A hot-wash-up using electronic voting systems to indicate on a scale of 1 to 6 how representatives felt about various issues was tried as an experiment, which produced some interesting responses.  The same system may be tried again next year


  • Dr Steve Alvis asked that in order to encourage GP representation on NICE committees from grassroots GPs could they ensure that adequate remuneration and backfill was available. They commented that they had just met with Professor Haslam and raised that.
  • Seven-day opening was a deeply unpopular concept.
  • Perhaps the LMC Conference in 5 years’ time could be held two weeks before the next General Election.
  • There was some discontent about the publication of GP earnings, even though it was GMS earnings only, averaged across the practice.
  • Advertising charges in the BMJ were punitive and should be reduced.
  • CQC was again pilloried, this time for non-engagement.
  • Lay appraisers were anathema.  Appraisals were a legal requirement but how could they be conducted if the appraisers resigned from the job over unfair tax regulations?
  • There was a general loathing of mixed funding streams under different bids and contracts.

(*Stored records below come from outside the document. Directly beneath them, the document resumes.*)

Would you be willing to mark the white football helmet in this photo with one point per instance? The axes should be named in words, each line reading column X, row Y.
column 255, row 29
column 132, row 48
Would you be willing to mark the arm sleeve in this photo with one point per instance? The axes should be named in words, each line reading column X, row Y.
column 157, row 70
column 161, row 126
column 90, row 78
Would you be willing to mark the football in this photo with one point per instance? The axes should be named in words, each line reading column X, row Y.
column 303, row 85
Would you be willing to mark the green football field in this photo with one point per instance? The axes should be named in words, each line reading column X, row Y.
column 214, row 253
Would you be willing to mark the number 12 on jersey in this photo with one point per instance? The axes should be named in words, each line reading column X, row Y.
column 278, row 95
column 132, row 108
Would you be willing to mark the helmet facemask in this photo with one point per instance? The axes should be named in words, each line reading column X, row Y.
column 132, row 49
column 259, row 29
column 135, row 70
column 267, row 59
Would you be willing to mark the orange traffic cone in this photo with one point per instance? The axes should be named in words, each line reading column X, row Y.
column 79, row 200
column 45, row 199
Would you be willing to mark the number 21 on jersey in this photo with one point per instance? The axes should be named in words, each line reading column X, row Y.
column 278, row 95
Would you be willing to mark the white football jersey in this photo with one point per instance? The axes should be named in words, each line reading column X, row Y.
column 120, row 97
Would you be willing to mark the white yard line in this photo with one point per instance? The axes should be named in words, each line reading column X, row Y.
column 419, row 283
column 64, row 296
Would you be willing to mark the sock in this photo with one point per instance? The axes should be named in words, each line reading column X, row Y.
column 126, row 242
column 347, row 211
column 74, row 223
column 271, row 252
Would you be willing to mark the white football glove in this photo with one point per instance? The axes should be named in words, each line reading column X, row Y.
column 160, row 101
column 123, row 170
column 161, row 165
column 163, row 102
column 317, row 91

Lack of funding for practices was a common theme, nor was it seen to be improved in the long term by the one-year-only Prime Minister’s Challenge Fund.  The situation was exacerbated in some cases by the removal of MPIG.  Long term year-on-year adequate funding was needed if practices were to continue.

GPC was tasked to set up a national approval process for data sharing agreements.  In particular that GPs should be indemnified for any compromise of data occurring outside the GP’s clinical system and that they should have control over who has remote access to their system.

The most pressing IM&T demand was that the funding of SMS text reminders etc to patients should continue.
Conference believed that the system of collaborative arrangement fees was a mess and needed to be sorted out.
Conference agreed unanimously that:

  • NHS England should immediately restore a fully funded and accessible occupational health service for GPs and their staff.
  • That the recent change in GP pensions regulations should be condemned.
  • That public health campaigns should be planned in conjunction with the GPC to ensure that they are evidence based rather than politically motivated.

Finally, self-care and appropriate use of scarce NHS resources should be the main message to put across to the public.